Clin Res Cardiol 96: Suppl 1 (2007)

V1478 - Expression, Localization and Regulation of Organic Cation Transporters in Human Heart
 
J. Haney1, M. Grube1, K. Meissner1, M. Böhm2, G. Jedlitschky1, H.K. Kroemer1
 
1Institut für Pharmakologie, Universität Greifswald, Greifswald; 2Innere Medizin III, Kardiologie und Angiologie, Universitätsklinikum des Saarlandes, Homburg/Saar;
 
Background: During the last years it became evident that drug transporters like P-glycoprotein and other members of the ABC-transporter family are not only expressed in cancer cells, biotransforming organs or physiological barriers, but also in other tissues like heart. It was further recognized that drug transport processes are not only dependent on efflux transporters, but also on uptake mechanisms mediated by special transport proteins. The uptake transporters relevant in drug uptake are divided into three major groups, the organic cation and anion transporters (OATs and OCT(N)s) and the organic anion transporting polypeptides (OATPs), which are responsible for the uptake of more bulky compounds. Because several OCT transporters have been shown to be involved in the uptake of cardiovascular drugs like verapamil and spironolactone as well as important endogenous compounds like carnitine, we decided to characterize the cardiac expression of OCT1, 2 and 3 as well as OCTN1 and 3.
Methods/Results: mRNA levels of OCT1, 2, 3 and OCTN1 were analyzed in heart samples by quantitative polymerase chain reaction.
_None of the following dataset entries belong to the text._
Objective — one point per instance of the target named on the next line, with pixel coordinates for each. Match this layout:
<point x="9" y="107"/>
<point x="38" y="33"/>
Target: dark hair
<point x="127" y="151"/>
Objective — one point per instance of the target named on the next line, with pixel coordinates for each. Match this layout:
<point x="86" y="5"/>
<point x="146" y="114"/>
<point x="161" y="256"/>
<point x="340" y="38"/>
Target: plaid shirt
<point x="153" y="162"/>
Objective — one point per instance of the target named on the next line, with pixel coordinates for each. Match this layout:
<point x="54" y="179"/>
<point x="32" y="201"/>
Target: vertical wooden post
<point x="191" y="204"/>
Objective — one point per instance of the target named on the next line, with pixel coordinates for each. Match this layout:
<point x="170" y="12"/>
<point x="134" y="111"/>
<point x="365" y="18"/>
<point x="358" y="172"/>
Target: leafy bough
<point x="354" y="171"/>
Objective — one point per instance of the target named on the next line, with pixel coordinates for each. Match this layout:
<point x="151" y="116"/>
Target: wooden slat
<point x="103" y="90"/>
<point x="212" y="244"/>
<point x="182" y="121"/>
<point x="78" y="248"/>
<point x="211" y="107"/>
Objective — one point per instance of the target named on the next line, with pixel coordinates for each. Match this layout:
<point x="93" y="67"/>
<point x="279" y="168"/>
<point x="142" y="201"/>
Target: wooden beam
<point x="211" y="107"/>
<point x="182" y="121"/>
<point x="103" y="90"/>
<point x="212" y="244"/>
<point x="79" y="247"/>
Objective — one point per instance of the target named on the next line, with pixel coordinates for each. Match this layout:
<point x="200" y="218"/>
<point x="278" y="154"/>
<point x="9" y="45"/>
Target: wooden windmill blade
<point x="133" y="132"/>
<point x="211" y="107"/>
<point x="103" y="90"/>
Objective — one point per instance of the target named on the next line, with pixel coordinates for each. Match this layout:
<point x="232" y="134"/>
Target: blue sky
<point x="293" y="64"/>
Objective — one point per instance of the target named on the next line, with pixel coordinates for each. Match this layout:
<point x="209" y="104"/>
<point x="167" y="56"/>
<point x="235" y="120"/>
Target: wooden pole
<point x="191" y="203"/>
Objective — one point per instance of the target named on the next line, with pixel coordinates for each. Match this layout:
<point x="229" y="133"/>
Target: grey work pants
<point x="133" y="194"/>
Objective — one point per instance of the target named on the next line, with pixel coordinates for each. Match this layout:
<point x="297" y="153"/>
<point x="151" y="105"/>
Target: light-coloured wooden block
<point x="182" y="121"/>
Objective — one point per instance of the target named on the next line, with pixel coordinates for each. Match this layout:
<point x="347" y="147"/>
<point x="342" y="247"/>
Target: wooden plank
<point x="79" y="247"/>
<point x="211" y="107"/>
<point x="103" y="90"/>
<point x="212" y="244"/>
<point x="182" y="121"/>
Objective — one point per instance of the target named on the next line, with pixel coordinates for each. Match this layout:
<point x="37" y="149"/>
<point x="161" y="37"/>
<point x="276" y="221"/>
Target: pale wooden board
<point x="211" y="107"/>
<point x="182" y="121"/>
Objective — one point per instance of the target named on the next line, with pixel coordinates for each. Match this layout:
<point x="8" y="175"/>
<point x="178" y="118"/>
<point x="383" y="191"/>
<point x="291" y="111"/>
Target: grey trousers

Samples were taken from patients with ischemic cardiomyopathy (ICM) and dilated nonischemic cardiomyopathy (DCM; n = 7 each) as well as from control hearts (NF) obtained from potential donors without any evidence of heart disease on medical history. OCT1 mRNA expression was reduced in the DCM and ICM samples, with expression levels of 62% and 61% of NF hearts, respectively. OCT2 mRNA could not be detected in human heart, while OCT3 mRNA expression was also slightly reduced in patients with cardiomyopathy (DCM: 78%, ICM: 67%).  A major difference however could be detected in the mRNA expression of the low affinity carnitine transporter OCTN1, which expression was decreased to 36 % for DCM and 82% for ICM samples as compared to NF hearts. For localization studies we used immunofluorescence microscopy revealing OCT1, 3 and OCTN1 to be mainly located in the vascular endothelium. In contrast, the OCTN3 protein was mainly detected in cardiomyocytes with only weak signals within the endothelial cells.
Conclusion: Taken together, mRNA expression of OCT1, 3 and OCTN1 could be demonstrated in human heart. Furthermore, OCTN3 could be detected on protein level. While OCT1, 3 and OCTN1 are mainly located to the vascular endothelium, OCTN3 was only found  in cardiomyocytes. With regard to a disease dependent expression we found OCT1, 3 and OCTN1 to be modulated by dilated and ischemic cardiomyopathy. The latter finding may be important with regard to cardiac uptake of cardiovascular drugs like verapamil administered to these patients.